There is one main dining venue onboard the Royal Crown, The Restaurant, where arched panoramic windows showcase views of the passing landscape as the friendly staff oversee a breakfast buffet with an egg station and buffet and à la carte lunches and dinners. Open seating applies at all meals, with tables seating six to ten people. Early bird breakfast (6.30-7.30 a.m.), afternoon tea (4-4.30 p.m.) and a late night snack (11 p.m.) are served daily in The Lounge. Weather (and crew availability) depending, light meals and drinks are served up on the Lido Deck.
Breakfast is typically served between 7.30-9.30 a.m. in The Restaurant with an excellent egg station manned by the ship's exuberant head chef. The buffet offerings don't change much, consisting of hot choices (sausages, bacon, hash browns, beans and scrambled eggs –- you're better off asking the chef to make you fresh scrambled eggs); a selection of cheeses, cold meats and smoked salmon; a fairly poor selection of tinned and dried fruits and standard cereals (no muesli); and pastries.
Lunch is typically available from 12.30 - 2 p.m. and served either buffet style (lots of salads, although little variation through the week, and hot dishes such as fried fish and pasta, and a carvery offering) or à la carte. When sailing with Hebridean Island Cruises, more seated lunches are served than with other operators. Dinner is also a mix of buffets and seated meals, with two formal dinners (on the second and last night of the week-long voyages), and service generally starting at 7.30 p.m.
The Royal Crown's (German) chef is generally regarded as one of the finest working on the rivers and his food is generally of a high quality, if a little heavy and lacking in diversity. Local dishes are served regularly and there was a hearty German Buffet, complete with three different types of sausage, potato salad and local Bittburger beers, which was generally regarded as a great success. Formal dinners are clearly his forté, however, and a real treat, with dishes such as salmon tartare, succulent steak and unctuous risotto.
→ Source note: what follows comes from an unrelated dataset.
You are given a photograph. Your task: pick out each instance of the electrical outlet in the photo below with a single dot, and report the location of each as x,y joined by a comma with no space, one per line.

When chartered by Hebridean Island Cruises, all drinks are included in the fare and a white and red wine were presented at each meal, with the option to request a different one (although this wasn't always granted). The quality of these wines varied considerably, ranging from an enjoyable Austrian Grüner Veltliner to a very average Australian Chardonnay and Bulgarian Pinot (sold in Lidl for £1.99 per bottle).